Altar Eagle: Nightrunners + Remixes tape (Crash Symbols, 2013)

March 2, 2013 at 11:08 pm | Posted in Reviews | Leave a comment

Altar Eagle: Nightrunners

Altar Eagle: Nightrunners

Nightrunners is an album that I feel like I shouldn’t have to review; it’s easily one of my favorite albums of last year, by far, and I feel like everyone should’ve heard it by now and praised it as one of the best albums of the year. Plus, you know, I wrote for their website so I’m biased anyway. But I’m guessing most people haven’t heard Nightrunners yet, in which case you can just head on over to Bandcamp right now and hear what you’ve been missing. Musically, it’s just really incredible synth/dream-pop, the arrangements and vocals are a definite improvement over their first album, the songs are catchy and touching, and it alternately reminds me of older Morr Music stuff, mid-’90s µ-Ziq (the synth sounds anyway), and Land Of The Loops. I fucking love Land Of The Loops.

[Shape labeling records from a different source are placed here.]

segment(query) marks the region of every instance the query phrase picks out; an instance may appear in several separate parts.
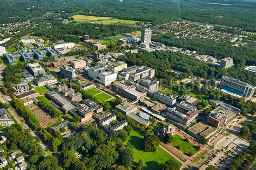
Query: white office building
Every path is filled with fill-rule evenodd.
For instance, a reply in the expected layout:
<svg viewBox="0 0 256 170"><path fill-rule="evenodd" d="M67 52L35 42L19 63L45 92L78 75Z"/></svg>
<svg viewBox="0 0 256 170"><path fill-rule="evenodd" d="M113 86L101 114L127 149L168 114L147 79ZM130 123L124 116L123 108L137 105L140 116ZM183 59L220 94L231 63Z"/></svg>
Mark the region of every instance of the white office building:
<svg viewBox="0 0 256 170"><path fill-rule="evenodd" d="M117 80L117 72L109 68L97 66L88 70L88 76L105 86L109 86Z"/></svg>

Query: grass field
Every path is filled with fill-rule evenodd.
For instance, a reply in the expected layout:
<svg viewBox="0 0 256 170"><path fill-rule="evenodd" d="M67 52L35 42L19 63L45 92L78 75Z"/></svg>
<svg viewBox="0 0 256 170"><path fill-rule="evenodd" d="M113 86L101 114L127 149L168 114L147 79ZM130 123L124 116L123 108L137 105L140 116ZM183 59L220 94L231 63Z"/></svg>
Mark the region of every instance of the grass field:
<svg viewBox="0 0 256 170"><path fill-rule="evenodd" d="M100 93L100 94L95 96L95 97L96 97L98 101L101 102L105 102L107 100L109 100L112 97L112 96L105 93Z"/></svg>
<svg viewBox="0 0 256 170"><path fill-rule="evenodd" d="M74 19L78 22L81 22L82 21L88 22L92 20L104 20L112 19L111 17L96 17L96 16L84 16L82 15L76 15L71 17L73 18Z"/></svg>
<svg viewBox="0 0 256 170"><path fill-rule="evenodd" d="M37 87L35 88L35 90L41 94L44 94L47 92L50 91L50 90L45 86Z"/></svg>
<svg viewBox="0 0 256 170"><path fill-rule="evenodd" d="M107 37L106 39L110 39L112 40L116 41L120 38L127 38L127 37L125 36L122 36L121 34L119 34L116 36Z"/></svg>
<svg viewBox="0 0 256 170"><path fill-rule="evenodd" d="M163 164L169 160L177 161L180 167L182 166L180 162L160 147L156 152L144 151L143 136L134 131L130 133L130 137L126 142L129 142L134 147L133 164L135 166L140 159L143 160L143 169L161 169Z"/></svg>
<svg viewBox="0 0 256 170"><path fill-rule="evenodd" d="M89 89L89 90L87 90L86 91L88 92L91 95L95 95L98 93L100 93L102 91L95 87L93 87Z"/></svg>
<svg viewBox="0 0 256 170"><path fill-rule="evenodd" d="M106 41L106 40L103 40L103 39L97 39L96 40L97 40L98 41L99 41L99 42L100 42L102 44L104 44Z"/></svg>
<svg viewBox="0 0 256 170"><path fill-rule="evenodd" d="M207 151L204 151L204 152L203 152L202 154L201 154L200 155L199 155L198 157L197 157L197 158L196 158L195 159L194 159L193 160L192 160L192 162L193 163L197 163L197 162L198 162L198 161L199 160L200 160L201 159L202 159L203 157L204 157L207 153L208 153L208 152Z"/></svg>
<svg viewBox="0 0 256 170"><path fill-rule="evenodd" d="M186 155L188 155L190 152L194 155L198 151L196 145L190 142L185 141L184 138L178 134L174 136L173 140L171 142L171 144L173 146L179 146L179 150Z"/></svg>
<svg viewBox="0 0 256 170"><path fill-rule="evenodd" d="M45 96L42 96L37 97L36 98L37 98L39 102L42 102L42 101L49 102L49 100L48 100L48 98L47 98L46 97L45 97Z"/></svg>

I’m guessing the vinyl is no longer available, but Crash Symbols released it on tape with a track-by-track remix album on the second side (this is very nearly sold out as of this blog post). This is also available on Bandcamp (for free, even) so even if the tape’s sold out you can still hear it. The remixes tend to go for a deconstructive approach, looping and chopping up sections of vocals, rarely just taking them as is and merely applying their original song structures to new beats. Interpretations range from Seekers International’s wild dub take on “Digital Gold Futures”, to No UFOs’ dub-techno version of “Parallel Lives”, to a sensuous downtempo mix by Discoverer of “No Spring Till Summer”. “Fledgling” is my favorite song on the original album, and Ghibli’s remix doesn’t even try to capture what makes the original so special; instead, it isolates a heavily distorted vocal snippet, and loops an ecstatic melody over a loud clapping beat, and it’s over in a couple of minutes. Ricardo Donoso does a big dramatic cinematic edit of “New Designs”, focusing on the “we’re all lost but we don’t care” chorus and truly placing it in an appropriate new context.